Durability of Hepatitis B Surface Antigen Loss With Nucleotide Analogue and Peginterferon Therapy in Patients With Chronic Hepatitis B

• Published in: Hepatology communications Vol. 4; no. 1; pp. 8 - 20
• Main Authors: Lok, Anna S., Zoulim, Fabien, Dusheiko, Geoffrey, Chan, Henry L.Y., Buti, Maria, Ghany, Marc G., Gaggar, Anuj, Yang, Jenny C., Wu, George, Flaherty, John F., Subramanian, G. Mani, Locarnini, Stephen, Marcellin, Patrick
• Format: Journal Article
• Language: English
• Published: United States Wolters Kluwer Health Medical Research, Lippincott Williams & Wilkins 01.01.2020; John Wiley & Sons Inc; John Wiley and Sons Inc; Wolters Kluwer Health/LWW
• Subjects: Antigens; Cancer; Clinical trials; Deoxyribonucleic acid; DNA; Enzymes; Hepatitis; Hepatitis B; Immunoassay; Infections; Interferon; Laboratories; Life Sciences; Liver cancer; Original; Studies; United States > US; Asia; North America; Europe
• ISSN: 2471-254X; 2471-254X
• DOI: 10.1002/hep4.1436

In patients with chronic hepatitis B (CHB), loss of hepatitis B surface antigen (HBsAg) is considered a functional cure.
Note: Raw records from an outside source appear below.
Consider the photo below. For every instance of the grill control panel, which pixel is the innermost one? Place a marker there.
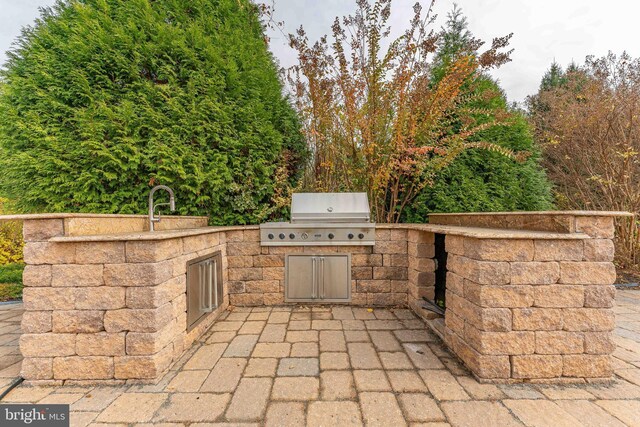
(285, 234)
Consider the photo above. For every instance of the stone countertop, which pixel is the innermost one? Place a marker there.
(476, 232)
(86, 215)
(150, 235)
(533, 213)
(486, 233)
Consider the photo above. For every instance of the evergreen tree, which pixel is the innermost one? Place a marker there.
(480, 180)
(102, 99)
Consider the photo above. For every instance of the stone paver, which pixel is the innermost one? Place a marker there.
(347, 366)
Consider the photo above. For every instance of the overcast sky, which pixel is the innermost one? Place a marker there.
(544, 30)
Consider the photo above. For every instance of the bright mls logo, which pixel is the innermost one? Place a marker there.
(34, 415)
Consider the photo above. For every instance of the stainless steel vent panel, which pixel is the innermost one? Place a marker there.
(329, 207)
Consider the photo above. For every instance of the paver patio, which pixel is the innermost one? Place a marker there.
(338, 366)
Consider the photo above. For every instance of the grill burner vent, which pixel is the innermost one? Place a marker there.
(323, 219)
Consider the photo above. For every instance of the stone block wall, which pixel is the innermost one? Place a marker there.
(379, 273)
(106, 311)
(533, 309)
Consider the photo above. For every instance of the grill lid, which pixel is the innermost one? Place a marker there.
(329, 207)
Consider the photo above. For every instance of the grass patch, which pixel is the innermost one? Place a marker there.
(11, 282)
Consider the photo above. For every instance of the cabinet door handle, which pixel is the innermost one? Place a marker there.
(314, 281)
(215, 283)
(322, 269)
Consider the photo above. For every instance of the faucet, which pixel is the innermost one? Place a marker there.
(152, 207)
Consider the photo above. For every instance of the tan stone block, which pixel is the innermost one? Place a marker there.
(390, 247)
(599, 250)
(153, 250)
(262, 286)
(587, 273)
(201, 242)
(77, 321)
(77, 275)
(536, 366)
(240, 261)
(499, 296)
(588, 319)
(47, 345)
(398, 234)
(421, 250)
(534, 273)
(234, 236)
(596, 226)
(36, 322)
(100, 252)
(395, 260)
(245, 274)
(559, 342)
(455, 283)
(36, 275)
(422, 264)
(34, 230)
(143, 367)
(273, 273)
(417, 236)
(137, 320)
(374, 286)
(488, 367)
(98, 298)
(49, 253)
(599, 296)
(537, 319)
(273, 298)
(599, 343)
(100, 344)
(146, 343)
(500, 343)
(155, 296)
(268, 260)
(47, 298)
(243, 248)
(137, 274)
(483, 272)
(362, 273)
(83, 368)
(454, 244)
(587, 366)
(498, 249)
(391, 273)
(366, 260)
(558, 296)
(558, 250)
(37, 368)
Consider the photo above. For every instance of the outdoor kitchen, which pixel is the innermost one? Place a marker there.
(529, 296)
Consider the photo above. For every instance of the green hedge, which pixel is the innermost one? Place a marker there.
(102, 99)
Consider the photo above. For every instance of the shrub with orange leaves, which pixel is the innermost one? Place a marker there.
(375, 118)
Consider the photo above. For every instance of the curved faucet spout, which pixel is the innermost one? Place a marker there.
(172, 204)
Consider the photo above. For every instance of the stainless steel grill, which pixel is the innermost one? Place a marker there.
(323, 219)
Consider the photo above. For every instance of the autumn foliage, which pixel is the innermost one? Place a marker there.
(588, 123)
(375, 118)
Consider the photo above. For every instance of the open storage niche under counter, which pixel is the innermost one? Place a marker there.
(318, 278)
(204, 287)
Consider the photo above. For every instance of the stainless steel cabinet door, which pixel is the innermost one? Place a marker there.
(301, 278)
(334, 277)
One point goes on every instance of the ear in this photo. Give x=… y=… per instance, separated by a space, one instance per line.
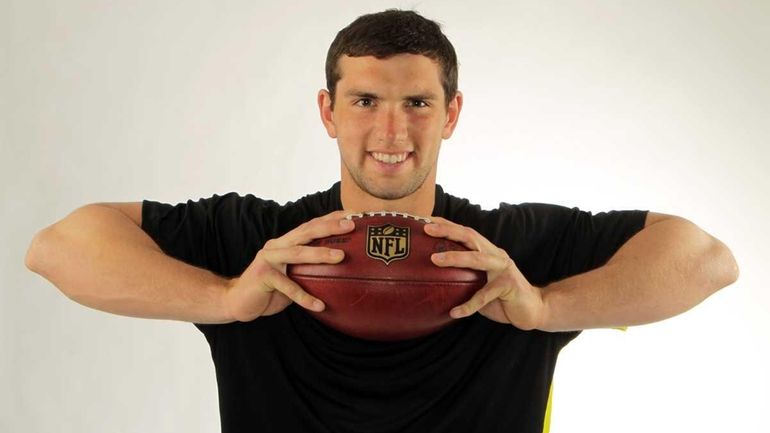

However, HBsAg loss is uncommon with existing therapies, and predictive factors associated with HBsAg seroreversion are unknown. Using pooled data from three phase 3 clinical trials of patients with CHB treated with nucleos(t)ide analogue (NUC) monotherapy or peginterferon (Peg‐IFN) ± NUC combination therapy, we conducted a retrospective analysis to characterize patients who achieved sustained HBsAg loss, the predictors of HBsAg seroreversion, and the impact of hepatitis B surface antibody (anti‐HBs) seroconversion on durability of HBsAg loss. In these three international trials, 1,381 adults with CHB received either NUC monotherapy for up to 10 years or Peg‐IFN‐containing regimens for up to 1 year. A total of 55 patients had confirmed HBsAg loss, defined as two or more consecutive negative‐qualitative HBsAg results, with a minimum of one repeat result after the end of treatment. Throughout a median of 96 (quartile [Q]1, Q3, 46, 135) weeks follow‐up after HBsAg loss, HBsAg loss was durable in 82% (n = 45) of patients, with 10 patients experiencing HBsAg seroreversion. Anti‐HBs seroconversion was observed during follow‐up in 78% of patients who lost HBsAg and in 60% of those who subsequently seroreverted. In analyzing predictors of HBsAg seroreversion, study treatment was significant, yet anti‐HBs seroconversion and treatment duration after initial HBsAg loss were not. Risk of HBsAg seroreversion was observed to be lower if HBsAg loss was sustained through the off‐treatment week 24 visit (8/10 seroreversions occurred by posttreatment week 24). Conclusion: HBsAg loss after NUC or Peg‐IFN‐containing regimens was durable in 82% of patients with CHB. Anti‐HBs seroconversion and treatment duration after initial HBsAg loss were not significantly associated with durability of HBsAg loss.